使用 C++11 的基于范围的 for 的正确方法是什么?

应该使用什么语法?for (auto elem : container),或 for (auto& elem : container)for (const auto& elem : container)?还是其他?

解决方案

TL;DR:考虑以下指南:

  1. 对于观察元素,请使用以下语法:

    for (const auto& elem : container)//通过常量引用捕获

    • 如果对象复制成本低(如ints、doubles等),可以使用稍微简化的形式:

       for (auto elem : container)//按值捕获

  2. 对于修改元素,使用:

    for (auto& elem : container)//通过(非常量)引用捕获

    • 如果容器使用代理迭代器"(如std::vector),请使用:

       for (auto&& elem : container)//由 && 捕获

当然,如果需要对循环体内部的元素进行本地拷贝按值(for (auto elem :容器)) 是一个不错的选择.


详细讨论

让我们开始区分观察容器中的元素与修改到位.

观察元素

让我们考虑一个简单的例子:

vectorv = {1, 3, 5, 7, 9};对于(自动 x:v)cout<<x<<' ';

上面的代码打印了vector中的元素(ints):

<块引用>

1 3 5 7 9

现在考虑另一种情况,其中向量元素不仅仅是简单的整数,但是更复杂的类的实例,具有自定义复制构造函数等.

//一个示例测试类,具有自定义复制语义.X级{民众:X(): m_data(0){}X(int 数据): m_data(数据){}~X(){}X(const X&其他): m_data(other.m_data){ cout <<X 复制工具.
";}X&运算符=(常量 X& 其他){m_data = other.m_data;cout<<X 副本分配.
";返回 *this;}int Get() 常量{返回 m_data;}私人的:int m_data;};ostream&运算符<<(ostream& os, const X& x){操作系统<

如果我们在这个新类中使用上面的 for (auto x : v) {...} 语法:

vectorv = {1, 3, 5, 7, 9};cout<<
元素:
";对于(自动 x:v){cout<<x<<' ';}

输出类似于:

<块引用>

[... 复制构造函数调用 vector初始化...]元素:X 复印机.1 X 复印机.3 X 复印机.5 X 复印机.7 X 复印机.9

因为可以从输出中读取,复制构造函数调用是在基于范围的 for 循环迭代期间进行的.
这是因为我们正在捕获容器中的元素按值(for (auto x : v) 中的 auto x 部分).

这是低效代码,例如,如果这些元素是std::string的实例,可以通过昂贵的内存管理器等来完成堆内存分配.如果我们只想观察容器中的元素,这是没有用的.

因此,可以使用更好的语法:捕获通过const引用,即const auto&:

vectorv = {1, 3, 5, 7, 9};cout<<
元素:
";for (const auto& x : v){cout<<x<<' ';}

现在输出是:

<块引用>

 [... 复制构造函数调用 vector;初始化...]元素:1 3 5 7 9

没有任何虚假(并且可能很昂贵)的复制构造函数调用.

因此,当观察容器中的元素(即只读访问)时,以下语法适用于简单的cheap-to-copy 类型,例如intdouble 等:

for (auto elem : 容器)

另外,在一般情况中,通过const引用捕获更好,避免无用(并且可能很昂贵)的复制构造函数调用:

for (const auto& elem : 容器)

修改容器中的元素

如果我们想使用基于范围的for修改容器中的元素,上面的 for (auto elem : container)for (const auto& elem : container)语法错误.

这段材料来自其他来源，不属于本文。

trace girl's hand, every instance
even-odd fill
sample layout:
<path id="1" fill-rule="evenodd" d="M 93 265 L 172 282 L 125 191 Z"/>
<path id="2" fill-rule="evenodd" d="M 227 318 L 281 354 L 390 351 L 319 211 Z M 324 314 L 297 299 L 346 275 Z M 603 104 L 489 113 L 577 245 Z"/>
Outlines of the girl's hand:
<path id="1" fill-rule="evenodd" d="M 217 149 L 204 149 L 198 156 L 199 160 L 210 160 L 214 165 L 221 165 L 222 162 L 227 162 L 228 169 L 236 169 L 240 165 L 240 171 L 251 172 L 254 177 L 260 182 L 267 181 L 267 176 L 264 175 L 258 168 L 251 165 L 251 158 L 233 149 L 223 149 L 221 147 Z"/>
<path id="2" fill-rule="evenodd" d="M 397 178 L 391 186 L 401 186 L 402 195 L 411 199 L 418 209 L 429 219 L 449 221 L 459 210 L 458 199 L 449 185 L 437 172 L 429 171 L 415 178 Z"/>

实际上,在前一种情况下,elem 存储的是原始文件的副本元素,因此对它所做的修改只会丢失并且不会持久存储在容器中,例如:

vectorv = {1, 3, 5, 7, 9};for (auto x : v)//<-- 按值捕获(复制)x *= 10;//<-- 修改了本地临时副本(x"),//*不是*原始向量元素.对于(自动 x:v)cout<<x<<' ';

输出只是初始序列:

<块引用>

1 3 5 7 9

相反,尝试使用 for (const auto& x : v) 只是无法编译.

g++ 输出如下错误信息:

<块引用>

TestRangeFor.cpp:138:11: 错误:只读引用x"的赋值x *= 10;^

这种情况下的正确方法是通过非const 引用进行捕获:

vectorv = {1, 3, 5, 7, 9};for (auto& x : v)x *= 10;对于(自动 x:v)cout<<x<<' ';

输出是(如预期的那样):

<块引用>

10 30 50 70 90

这个 for (auto& elem : container) 语法也适用于更复杂的类型,例如考虑一个vector:

vectorv = {鲍勃"、杰夫"、康妮"};//就地修改元素:使用auto &"for (auto& x : v)x =嗨"+ x + "!";//输出元素(*观察* --> 使用const auto")for (const auto& x : v)cout<<x<<' ';

输出为:

<块引用>

嗨鲍勃!杰夫!嗨康妮!

代理迭代器的特殊情况

假设我们有一个 vector,并且我们想要反转逻辑布尔状态其元素,使用上述语法:

vectorv = {真,假,假,真};for (auto& x : v)x = !x;

以上代码无法编译.

g++ 输出类似这样的错误信息:

<块引用>

TestRangeFor.cpp:168:20: 错误:非const 引用的无效初始化输入'std::_Bit_reference&'来自 'std::_Bit_iterator::referen 类型的右值ce {又名 std::_Bit_reference}'for (auto& x : v)^

问题是 std::vector 模板是 specialized 用于 bool,带有打包 bool 以优化空间的实现(每个布尔值是存储在一位,八位布尔值"中一个字节中的位).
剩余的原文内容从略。